Many charitable organizations depend on volunteers to drive impact in their communities. Charma is a web application and RESTful API that assists these charities in the process of recruiting and retaining volunteers that will remain engaged in their cause. Within Charma, volunteers can host public profiles that highlight their set of skills and interests, and based on their profile, we match them to charitable organizations that need their help. Additionally, volunteers can use the platform to track their progress in hours toward their volunteering goals. Charities benefit from this tracking model in the continuous feedback that they get from their existing volunteers.
Currently available applications that connect volunteers to charities are mostly static in nature. Volunteers visit the site to sift through a list of charities. Once volunteers have found a charity, the experience is usually considered complete. In contrast, Charma tries to engage volunteers beyond the initial point of contact with a charity. Through gamification techniques and a bidirectional rating system, volunteers are incentivized to return to the application to keep track of their ongoing progress or provide feedback to charities. In addition, they have access to their own volunteering data to understand how their time is spent.
Charma lets charities to have a more dynamic relationship with their volunteers. Charities can see who has volunteered with them in the past and also see who is interested in volunteering with them. This makes the process of finding volunteers for their next project or event simpler. They can also distinguish volunteers that may be more experienced, based on the volunteer’s history and badges. All of these features will invite charities to participate on Charma more often, helping to build a lively community on Charma.
Charma has two main components: the RESTful API and the web application. The RESTful API is available to other developers in case they plan to build additional interfaces on top of what Charma currently offers. Potential extensions built using the API could be a mobile application that allows a volunteer to enter hours while out at the event, or a mobile application that allows charities to approve hours while at the event. The web application component is the web interface that we have already developed that allows users to generate a profile or post and find information about charities.
With the support of our sponsor, Microsoft, we have been fortunate to receive access to enterprise level tools and cloud-based resources to aid in the development of our project. The web application and web API were built with ASP.NET in Visual Studio. Charma is currently hosted as a web service in Azure. The main database as well as other types of storage for the application is also implemented in Azure. Finally, the continuous deployment process is handled through Visual Studio Team Services, a tool that helps us integrate testing and deployment in one pipeline. At the end of the semester, Charma will continue to be available on GitHub as an open source project.

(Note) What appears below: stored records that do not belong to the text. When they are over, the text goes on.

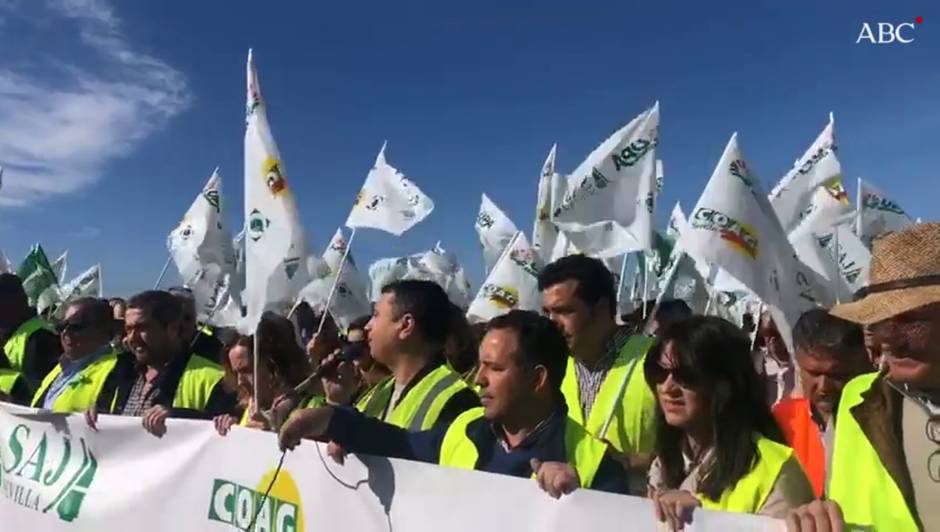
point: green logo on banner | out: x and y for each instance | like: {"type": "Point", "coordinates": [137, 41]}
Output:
{"type": "Point", "coordinates": [237, 505]}
{"type": "Point", "coordinates": [46, 472]}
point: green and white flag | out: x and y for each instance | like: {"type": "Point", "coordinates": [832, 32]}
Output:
{"type": "Point", "coordinates": [511, 285]}
{"type": "Point", "coordinates": [544, 232]}
{"type": "Point", "coordinates": [201, 247]}
{"type": "Point", "coordinates": [39, 280]}
{"type": "Point", "coordinates": [86, 284]}
{"type": "Point", "coordinates": [60, 266]}
{"type": "Point", "coordinates": [276, 248]}
{"type": "Point", "coordinates": [792, 198]}
{"type": "Point", "coordinates": [389, 201]}
{"type": "Point", "coordinates": [495, 230]}
{"type": "Point", "coordinates": [608, 206]}
{"type": "Point", "coordinates": [877, 213]}
{"type": "Point", "coordinates": [734, 227]}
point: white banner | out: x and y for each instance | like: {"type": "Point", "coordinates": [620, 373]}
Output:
{"type": "Point", "coordinates": [57, 474]}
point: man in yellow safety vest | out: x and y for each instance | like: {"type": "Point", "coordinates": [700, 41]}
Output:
{"type": "Point", "coordinates": [886, 455]}
{"type": "Point", "coordinates": [30, 345]}
{"type": "Point", "coordinates": [604, 384]}
{"type": "Point", "coordinates": [522, 429]}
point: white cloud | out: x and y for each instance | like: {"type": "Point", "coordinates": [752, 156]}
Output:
{"type": "Point", "coordinates": [57, 133]}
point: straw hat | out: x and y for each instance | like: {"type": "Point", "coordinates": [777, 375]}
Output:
{"type": "Point", "coordinates": [904, 275]}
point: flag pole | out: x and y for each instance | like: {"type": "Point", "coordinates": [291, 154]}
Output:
{"type": "Point", "coordinates": [646, 284]}
{"type": "Point", "coordinates": [835, 261]}
{"type": "Point", "coordinates": [256, 364]}
{"type": "Point", "coordinates": [339, 273]}
{"type": "Point", "coordinates": [166, 266]}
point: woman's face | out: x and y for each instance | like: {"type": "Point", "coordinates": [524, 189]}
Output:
{"type": "Point", "coordinates": [682, 406]}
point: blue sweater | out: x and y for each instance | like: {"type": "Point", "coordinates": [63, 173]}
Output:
{"type": "Point", "coordinates": [360, 434]}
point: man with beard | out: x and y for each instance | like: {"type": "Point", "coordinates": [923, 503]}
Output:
{"type": "Point", "coordinates": [829, 353]}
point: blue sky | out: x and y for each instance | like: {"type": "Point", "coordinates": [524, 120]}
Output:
{"type": "Point", "coordinates": [112, 115]}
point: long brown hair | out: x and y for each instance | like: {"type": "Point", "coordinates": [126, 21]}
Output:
{"type": "Point", "coordinates": [280, 353]}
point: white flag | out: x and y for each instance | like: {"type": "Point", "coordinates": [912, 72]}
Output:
{"type": "Point", "coordinates": [275, 243]}
{"type": "Point", "coordinates": [86, 284]}
{"type": "Point", "coordinates": [201, 247]}
{"type": "Point", "coordinates": [829, 206]}
{"type": "Point", "coordinates": [495, 230]}
{"type": "Point", "coordinates": [734, 227]}
{"type": "Point", "coordinates": [333, 254]}
{"type": "Point", "coordinates": [389, 201]}
{"type": "Point", "coordinates": [60, 266]}
{"type": "Point", "coordinates": [442, 267]}
{"type": "Point", "coordinates": [817, 167]}
{"type": "Point", "coordinates": [512, 285]}
{"type": "Point", "coordinates": [437, 265]}
{"type": "Point", "coordinates": [853, 258]}
{"type": "Point", "coordinates": [877, 214]}
{"type": "Point", "coordinates": [5, 265]}
{"type": "Point", "coordinates": [609, 203]}
{"type": "Point", "coordinates": [544, 232]}
{"type": "Point", "coordinates": [350, 300]}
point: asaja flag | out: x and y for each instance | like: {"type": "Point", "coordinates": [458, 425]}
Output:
{"type": "Point", "coordinates": [202, 249]}
{"type": "Point", "coordinates": [38, 277]}
{"type": "Point", "coordinates": [389, 201]}
{"type": "Point", "coordinates": [608, 206]}
{"type": "Point", "coordinates": [436, 265]}
{"type": "Point", "coordinates": [817, 167]}
{"type": "Point", "coordinates": [495, 230]}
{"type": "Point", "coordinates": [828, 207]}
{"type": "Point", "coordinates": [350, 299]}
{"type": "Point", "coordinates": [877, 213]}
{"type": "Point", "coordinates": [512, 285]}
{"type": "Point", "coordinates": [734, 227]}
{"type": "Point", "coordinates": [5, 265]}
{"type": "Point", "coordinates": [442, 267]}
{"type": "Point", "coordinates": [85, 284]}
{"type": "Point", "coordinates": [544, 232]}
{"type": "Point", "coordinates": [60, 266]}
{"type": "Point", "coordinates": [333, 255]}
{"type": "Point", "coordinates": [275, 242]}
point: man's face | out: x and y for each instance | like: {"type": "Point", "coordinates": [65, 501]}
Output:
{"type": "Point", "coordinates": [502, 380]}
{"type": "Point", "coordinates": [824, 374]}
{"type": "Point", "coordinates": [384, 331]}
{"type": "Point", "coordinates": [772, 339]}
{"type": "Point", "coordinates": [572, 315]}
{"type": "Point", "coordinates": [150, 341]}
{"type": "Point", "coordinates": [80, 334]}
{"type": "Point", "coordinates": [242, 364]}
{"type": "Point", "coordinates": [910, 345]}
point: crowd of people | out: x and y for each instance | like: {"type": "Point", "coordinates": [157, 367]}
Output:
{"type": "Point", "coordinates": [842, 429]}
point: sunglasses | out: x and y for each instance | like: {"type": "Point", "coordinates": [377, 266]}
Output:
{"type": "Point", "coordinates": [73, 326]}
{"type": "Point", "coordinates": [682, 376]}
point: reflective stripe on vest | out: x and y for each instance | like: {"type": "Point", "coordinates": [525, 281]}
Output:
{"type": "Point", "coordinates": [802, 433]}
{"type": "Point", "coordinates": [372, 403]}
{"type": "Point", "coordinates": [582, 451]}
{"type": "Point", "coordinates": [197, 382]}
{"type": "Point", "coordinates": [750, 493]}
{"type": "Point", "coordinates": [868, 496]}
{"type": "Point", "coordinates": [632, 428]}
{"type": "Point", "coordinates": [15, 347]}
{"type": "Point", "coordinates": [8, 378]}
{"type": "Point", "coordinates": [421, 406]}
{"type": "Point", "coordinates": [423, 403]}
{"type": "Point", "coordinates": [81, 392]}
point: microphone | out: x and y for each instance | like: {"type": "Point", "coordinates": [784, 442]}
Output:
{"type": "Point", "coordinates": [348, 353]}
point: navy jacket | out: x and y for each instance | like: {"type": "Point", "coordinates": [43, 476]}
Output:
{"type": "Point", "coordinates": [360, 434]}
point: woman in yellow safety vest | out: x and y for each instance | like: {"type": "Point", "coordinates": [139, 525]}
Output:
{"type": "Point", "coordinates": [717, 444]}
{"type": "Point", "coordinates": [283, 365]}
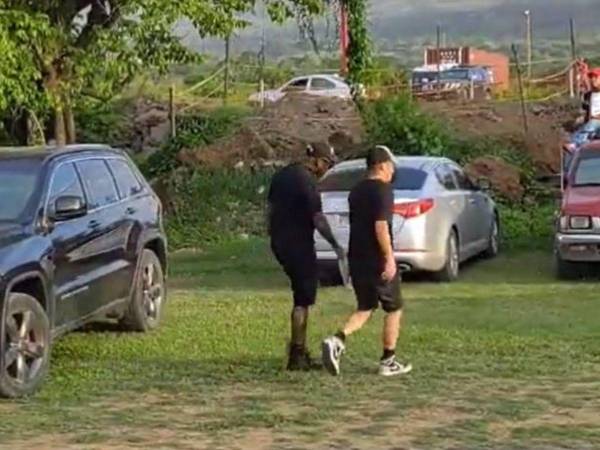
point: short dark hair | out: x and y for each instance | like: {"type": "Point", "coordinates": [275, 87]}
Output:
{"type": "Point", "coordinates": [378, 155]}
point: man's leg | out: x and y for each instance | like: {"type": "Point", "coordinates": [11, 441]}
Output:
{"type": "Point", "coordinates": [391, 301]}
{"type": "Point", "coordinates": [333, 347]}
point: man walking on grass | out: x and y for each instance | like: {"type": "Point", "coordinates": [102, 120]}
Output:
{"type": "Point", "coordinates": [295, 211]}
{"type": "Point", "coordinates": [372, 264]}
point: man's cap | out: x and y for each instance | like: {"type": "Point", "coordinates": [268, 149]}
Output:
{"type": "Point", "coordinates": [321, 150]}
{"type": "Point", "coordinates": [378, 155]}
{"type": "Point", "coordinates": [594, 73]}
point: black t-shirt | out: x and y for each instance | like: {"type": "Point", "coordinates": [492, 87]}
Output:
{"type": "Point", "coordinates": [370, 201]}
{"type": "Point", "coordinates": [294, 200]}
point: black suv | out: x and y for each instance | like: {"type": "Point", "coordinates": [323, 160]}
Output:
{"type": "Point", "coordinates": [81, 239]}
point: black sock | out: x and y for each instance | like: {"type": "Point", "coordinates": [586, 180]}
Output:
{"type": "Point", "coordinates": [387, 354]}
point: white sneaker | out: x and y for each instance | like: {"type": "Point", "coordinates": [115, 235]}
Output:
{"type": "Point", "coordinates": [333, 348]}
{"type": "Point", "coordinates": [390, 367]}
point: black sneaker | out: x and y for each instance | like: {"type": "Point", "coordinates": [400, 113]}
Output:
{"type": "Point", "coordinates": [391, 367]}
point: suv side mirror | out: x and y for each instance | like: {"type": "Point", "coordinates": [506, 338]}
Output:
{"type": "Point", "coordinates": [483, 184]}
{"type": "Point", "coordinates": [69, 207]}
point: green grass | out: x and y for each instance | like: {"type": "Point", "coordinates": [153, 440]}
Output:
{"type": "Point", "coordinates": [506, 358]}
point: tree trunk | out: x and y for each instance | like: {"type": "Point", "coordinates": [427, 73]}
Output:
{"type": "Point", "coordinates": [69, 122]}
{"type": "Point", "coordinates": [60, 132]}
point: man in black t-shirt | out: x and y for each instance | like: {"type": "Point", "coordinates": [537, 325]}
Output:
{"type": "Point", "coordinates": [375, 277]}
{"type": "Point", "coordinates": [295, 212]}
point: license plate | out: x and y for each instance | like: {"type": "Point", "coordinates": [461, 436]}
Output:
{"type": "Point", "coordinates": [339, 221]}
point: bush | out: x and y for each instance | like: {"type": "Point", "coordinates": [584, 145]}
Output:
{"type": "Point", "coordinates": [399, 124]}
{"type": "Point", "coordinates": [193, 131]}
{"type": "Point", "coordinates": [216, 206]}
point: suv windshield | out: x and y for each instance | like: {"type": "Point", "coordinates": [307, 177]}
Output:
{"type": "Point", "coordinates": [405, 179]}
{"type": "Point", "coordinates": [587, 172]}
{"type": "Point", "coordinates": [18, 179]}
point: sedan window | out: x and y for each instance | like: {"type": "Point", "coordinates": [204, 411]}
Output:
{"type": "Point", "coordinates": [99, 184]}
{"type": "Point", "coordinates": [321, 84]}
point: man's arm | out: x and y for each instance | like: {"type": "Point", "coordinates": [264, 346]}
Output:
{"type": "Point", "coordinates": [382, 232]}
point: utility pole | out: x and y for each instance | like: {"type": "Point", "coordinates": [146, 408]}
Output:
{"type": "Point", "coordinates": [344, 38]}
{"type": "Point", "coordinates": [439, 54]}
{"type": "Point", "coordinates": [226, 75]}
{"type": "Point", "coordinates": [529, 26]}
{"type": "Point", "coordinates": [573, 39]}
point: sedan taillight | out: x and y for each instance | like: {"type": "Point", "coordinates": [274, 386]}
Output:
{"type": "Point", "coordinates": [417, 208]}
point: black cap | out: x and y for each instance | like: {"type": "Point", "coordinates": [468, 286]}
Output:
{"type": "Point", "coordinates": [378, 155]}
{"type": "Point", "coordinates": [321, 150]}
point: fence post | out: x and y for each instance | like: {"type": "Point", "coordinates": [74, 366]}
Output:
{"type": "Point", "coordinates": [521, 92]}
{"type": "Point", "coordinates": [572, 81]}
{"type": "Point", "coordinates": [172, 112]}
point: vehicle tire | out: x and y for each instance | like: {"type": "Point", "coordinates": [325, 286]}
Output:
{"type": "Point", "coordinates": [565, 270]}
{"type": "Point", "coordinates": [149, 295]}
{"type": "Point", "coordinates": [26, 350]}
{"type": "Point", "coordinates": [450, 271]}
{"type": "Point", "coordinates": [494, 240]}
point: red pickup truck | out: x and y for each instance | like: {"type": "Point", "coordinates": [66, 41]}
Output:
{"type": "Point", "coordinates": [578, 227]}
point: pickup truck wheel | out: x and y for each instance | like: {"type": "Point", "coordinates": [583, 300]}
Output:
{"type": "Point", "coordinates": [149, 295]}
{"type": "Point", "coordinates": [565, 270]}
{"type": "Point", "coordinates": [450, 271]}
{"type": "Point", "coordinates": [25, 353]}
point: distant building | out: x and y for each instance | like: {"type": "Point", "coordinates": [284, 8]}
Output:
{"type": "Point", "coordinates": [498, 63]}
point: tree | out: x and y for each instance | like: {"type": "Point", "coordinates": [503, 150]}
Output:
{"type": "Point", "coordinates": [58, 50]}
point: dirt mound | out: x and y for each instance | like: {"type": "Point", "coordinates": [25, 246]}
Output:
{"type": "Point", "coordinates": [282, 131]}
{"type": "Point", "coordinates": [503, 121]}
{"type": "Point", "coordinates": [504, 178]}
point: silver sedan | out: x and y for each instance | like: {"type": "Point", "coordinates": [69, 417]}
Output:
{"type": "Point", "coordinates": [441, 218]}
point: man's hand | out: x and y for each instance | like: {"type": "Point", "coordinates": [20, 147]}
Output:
{"type": "Point", "coordinates": [340, 252]}
{"type": "Point", "coordinates": [390, 269]}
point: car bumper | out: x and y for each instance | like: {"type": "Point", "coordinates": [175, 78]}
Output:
{"type": "Point", "coordinates": [578, 247]}
{"type": "Point", "coordinates": [407, 261]}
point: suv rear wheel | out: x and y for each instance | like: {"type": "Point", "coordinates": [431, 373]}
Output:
{"type": "Point", "coordinates": [146, 306]}
{"type": "Point", "coordinates": [26, 350]}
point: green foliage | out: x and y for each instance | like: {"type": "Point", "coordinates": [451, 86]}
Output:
{"type": "Point", "coordinates": [360, 47]}
{"type": "Point", "coordinates": [212, 206]}
{"type": "Point", "coordinates": [193, 131]}
{"type": "Point", "coordinates": [399, 124]}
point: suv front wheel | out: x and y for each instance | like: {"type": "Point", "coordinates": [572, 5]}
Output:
{"type": "Point", "coordinates": [146, 306]}
{"type": "Point", "coordinates": [26, 350]}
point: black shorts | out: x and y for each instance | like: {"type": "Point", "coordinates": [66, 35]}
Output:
{"type": "Point", "coordinates": [373, 291]}
{"type": "Point", "coordinates": [300, 265]}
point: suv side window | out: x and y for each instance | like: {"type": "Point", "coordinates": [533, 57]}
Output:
{"type": "Point", "coordinates": [127, 183]}
{"type": "Point", "coordinates": [321, 84]}
{"type": "Point", "coordinates": [445, 177]}
{"type": "Point", "coordinates": [65, 181]}
{"type": "Point", "coordinates": [462, 179]}
{"type": "Point", "coordinates": [99, 183]}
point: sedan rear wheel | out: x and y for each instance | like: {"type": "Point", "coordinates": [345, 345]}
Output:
{"type": "Point", "coordinates": [451, 269]}
{"type": "Point", "coordinates": [26, 351]}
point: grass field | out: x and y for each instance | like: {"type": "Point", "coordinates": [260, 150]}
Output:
{"type": "Point", "coordinates": [506, 358]}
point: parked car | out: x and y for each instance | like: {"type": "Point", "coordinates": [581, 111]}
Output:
{"type": "Point", "coordinates": [578, 226]}
{"type": "Point", "coordinates": [319, 85]}
{"type": "Point", "coordinates": [440, 217]}
{"type": "Point", "coordinates": [458, 79]}
{"type": "Point", "coordinates": [81, 239]}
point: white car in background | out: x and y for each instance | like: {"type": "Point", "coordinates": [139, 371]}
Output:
{"type": "Point", "coordinates": [318, 85]}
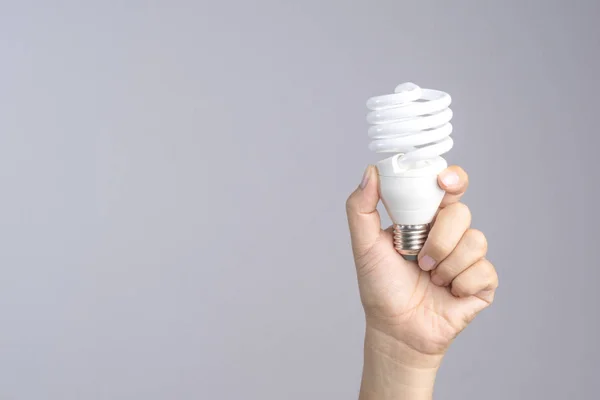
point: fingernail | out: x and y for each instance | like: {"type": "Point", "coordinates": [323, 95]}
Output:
{"type": "Point", "coordinates": [365, 179]}
{"type": "Point", "coordinates": [437, 280]}
{"type": "Point", "coordinates": [450, 178]}
{"type": "Point", "coordinates": [426, 263]}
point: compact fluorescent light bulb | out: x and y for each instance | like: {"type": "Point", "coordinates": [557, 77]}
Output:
{"type": "Point", "coordinates": [414, 125]}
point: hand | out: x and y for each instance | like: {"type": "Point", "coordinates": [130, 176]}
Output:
{"type": "Point", "coordinates": [414, 310]}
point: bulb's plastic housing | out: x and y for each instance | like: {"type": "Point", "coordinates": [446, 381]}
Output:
{"type": "Point", "coordinates": [411, 195]}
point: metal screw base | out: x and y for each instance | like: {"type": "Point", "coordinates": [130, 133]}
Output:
{"type": "Point", "coordinates": [409, 239]}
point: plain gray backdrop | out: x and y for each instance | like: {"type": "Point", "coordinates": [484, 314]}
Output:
{"type": "Point", "coordinates": [173, 177]}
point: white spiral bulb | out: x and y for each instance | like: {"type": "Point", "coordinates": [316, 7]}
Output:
{"type": "Point", "coordinates": [413, 121]}
{"type": "Point", "coordinates": [414, 124]}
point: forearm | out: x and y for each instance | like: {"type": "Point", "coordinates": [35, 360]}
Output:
{"type": "Point", "coordinates": [393, 371]}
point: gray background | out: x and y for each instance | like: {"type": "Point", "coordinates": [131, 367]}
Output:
{"type": "Point", "coordinates": [173, 177]}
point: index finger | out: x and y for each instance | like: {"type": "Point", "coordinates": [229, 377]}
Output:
{"type": "Point", "coordinates": [454, 180]}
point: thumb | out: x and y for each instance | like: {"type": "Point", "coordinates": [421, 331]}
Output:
{"type": "Point", "coordinates": [363, 218]}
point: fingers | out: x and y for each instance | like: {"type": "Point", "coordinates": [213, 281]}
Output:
{"type": "Point", "coordinates": [361, 209]}
{"type": "Point", "coordinates": [454, 180]}
{"type": "Point", "coordinates": [450, 225]}
{"type": "Point", "coordinates": [480, 278]}
{"type": "Point", "coordinates": [471, 248]}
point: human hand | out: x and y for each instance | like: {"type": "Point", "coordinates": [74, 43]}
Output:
{"type": "Point", "coordinates": [414, 310]}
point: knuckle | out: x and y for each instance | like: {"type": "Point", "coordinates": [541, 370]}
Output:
{"type": "Point", "coordinates": [459, 288]}
{"type": "Point", "coordinates": [461, 210]}
{"type": "Point", "coordinates": [476, 240]}
{"type": "Point", "coordinates": [439, 248]}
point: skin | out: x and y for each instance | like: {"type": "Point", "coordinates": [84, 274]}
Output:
{"type": "Point", "coordinates": [414, 310]}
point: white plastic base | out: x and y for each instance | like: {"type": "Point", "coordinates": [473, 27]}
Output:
{"type": "Point", "coordinates": [411, 196]}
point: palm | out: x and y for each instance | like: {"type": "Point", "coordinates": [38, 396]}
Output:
{"type": "Point", "coordinates": [400, 298]}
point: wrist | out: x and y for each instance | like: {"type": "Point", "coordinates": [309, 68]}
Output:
{"type": "Point", "coordinates": [393, 370]}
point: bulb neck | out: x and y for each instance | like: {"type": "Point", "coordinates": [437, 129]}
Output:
{"type": "Point", "coordinates": [409, 240]}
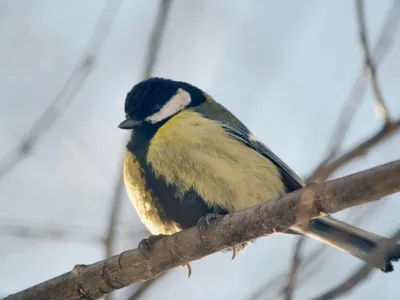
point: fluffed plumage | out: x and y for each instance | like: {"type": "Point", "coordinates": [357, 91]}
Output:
{"type": "Point", "coordinates": [188, 156]}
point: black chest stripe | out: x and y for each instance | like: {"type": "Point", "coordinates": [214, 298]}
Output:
{"type": "Point", "coordinates": [184, 210]}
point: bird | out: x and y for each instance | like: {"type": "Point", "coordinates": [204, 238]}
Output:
{"type": "Point", "coordinates": [190, 160]}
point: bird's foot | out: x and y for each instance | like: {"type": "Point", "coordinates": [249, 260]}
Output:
{"type": "Point", "coordinates": [145, 245]}
{"type": "Point", "coordinates": [205, 221]}
{"type": "Point", "coordinates": [236, 249]}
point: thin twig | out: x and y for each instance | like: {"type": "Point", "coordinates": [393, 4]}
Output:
{"type": "Point", "coordinates": [380, 107]}
{"type": "Point", "coordinates": [387, 130]}
{"type": "Point", "coordinates": [383, 46]}
{"type": "Point", "coordinates": [289, 289]}
{"type": "Point", "coordinates": [114, 212]}
{"type": "Point", "coordinates": [362, 273]}
{"type": "Point", "coordinates": [67, 93]}
{"type": "Point", "coordinates": [344, 123]}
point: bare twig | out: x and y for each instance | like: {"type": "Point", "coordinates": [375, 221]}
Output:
{"type": "Point", "coordinates": [67, 93]}
{"type": "Point", "coordinates": [150, 61]}
{"type": "Point", "coordinates": [309, 266]}
{"type": "Point", "coordinates": [116, 203]}
{"type": "Point", "coordinates": [380, 106]}
{"type": "Point", "coordinates": [277, 215]}
{"type": "Point", "coordinates": [362, 273]}
{"type": "Point", "coordinates": [349, 111]}
{"type": "Point", "coordinates": [382, 47]}
{"type": "Point", "coordinates": [289, 289]}
{"type": "Point", "coordinates": [387, 130]}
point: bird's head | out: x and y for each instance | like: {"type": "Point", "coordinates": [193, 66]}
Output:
{"type": "Point", "coordinates": [155, 100]}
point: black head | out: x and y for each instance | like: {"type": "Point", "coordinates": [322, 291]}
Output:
{"type": "Point", "coordinates": [155, 100]}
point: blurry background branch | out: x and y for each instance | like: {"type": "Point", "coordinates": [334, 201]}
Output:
{"type": "Point", "coordinates": [332, 161]}
{"type": "Point", "coordinates": [360, 274]}
{"type": "Point", "coordinates": [273, 216]}
{"type": "Point", "coordinates": [67, 92]}
{"type": "Point", "coordinates": [119, 189]}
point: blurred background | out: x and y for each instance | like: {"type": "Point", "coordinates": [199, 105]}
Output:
{"type": "Point", "coordinates": [290, 70]}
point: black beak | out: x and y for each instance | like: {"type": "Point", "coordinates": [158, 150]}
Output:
{"type": "Point", "coordinates": [129, 124]}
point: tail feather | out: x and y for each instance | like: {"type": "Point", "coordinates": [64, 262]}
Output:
{"type": "Point", "coordinates": [350, 239]}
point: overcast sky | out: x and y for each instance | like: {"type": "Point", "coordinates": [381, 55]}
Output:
{"type": "Point", "coordinates": [285, 68]}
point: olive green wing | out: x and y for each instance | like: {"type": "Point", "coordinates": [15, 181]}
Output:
{"type": "Point", "coordinates": [236, 129]}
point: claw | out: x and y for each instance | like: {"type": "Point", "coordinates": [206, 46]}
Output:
{"type": "Point", "coordinates": [145, 245]}
{"type": "Point", "coordinates": [205, 221]}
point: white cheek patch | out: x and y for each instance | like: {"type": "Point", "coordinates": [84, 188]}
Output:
{"type": "Point", "coordinates": [175, 104]}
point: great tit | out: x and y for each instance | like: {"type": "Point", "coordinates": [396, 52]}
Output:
{"type": "Point", "coordinates": [189, 157]}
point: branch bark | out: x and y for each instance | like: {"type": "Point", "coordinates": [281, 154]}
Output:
{"type": "Point", "coordinates": [277, 215]}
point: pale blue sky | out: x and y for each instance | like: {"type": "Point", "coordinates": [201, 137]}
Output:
{"type": "Point", "coordinates": [284, 67]}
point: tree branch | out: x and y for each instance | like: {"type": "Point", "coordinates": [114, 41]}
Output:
{"type": "Point", "coordinates": [380, 106]}
{"type": "Point", "coordinates": [277, 215]}
{"type": "Point", "coordinates": [361, 274]}
{"type": "Point", "coordinates": [387, 130]}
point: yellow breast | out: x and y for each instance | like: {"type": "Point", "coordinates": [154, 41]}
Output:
{"type": "Point", "coordinates": [142, 199]}
{"type": "Point", "coordinates": [193, 152]}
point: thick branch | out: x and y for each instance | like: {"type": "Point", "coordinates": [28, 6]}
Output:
{"type": "Point", "coordinates": [278, 215]}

The initial concept for Charma came out of a desire to help charities and volunteers. We wanted to help make the volunteering process even more rewarding. As part of this mission, we strongly believe that applications such as Charma should remain open source for developers and free for the end users, whether they be charities or volunteers. Our hope is that more developers will extend the functionality of Charma in the future.
Throughout our project, we collaborated with Gamers Outreach, a 501(c)(3) non-profit organization and its volunteers to guide us in our design choices. One of our most difficult design choices was deciding on the best way to gamify our application. Some volunteers were hesitant to share anything publicly because they felt it was not tactful. They were also concerned that their volunteerism would be perceived as less altruistic. These were concerns that we continued to address with our application. In our research, we found multiple blueprints for gamification such as badges, leaderboards, unlocks, and tangible goods. We compromised and decided to go with a mix of badges, customized rewards, and tangible goods. Based on our feedback from Gamers Outreach, we found this to be the best way to incentivize volunteers with attainable and desirable rewards.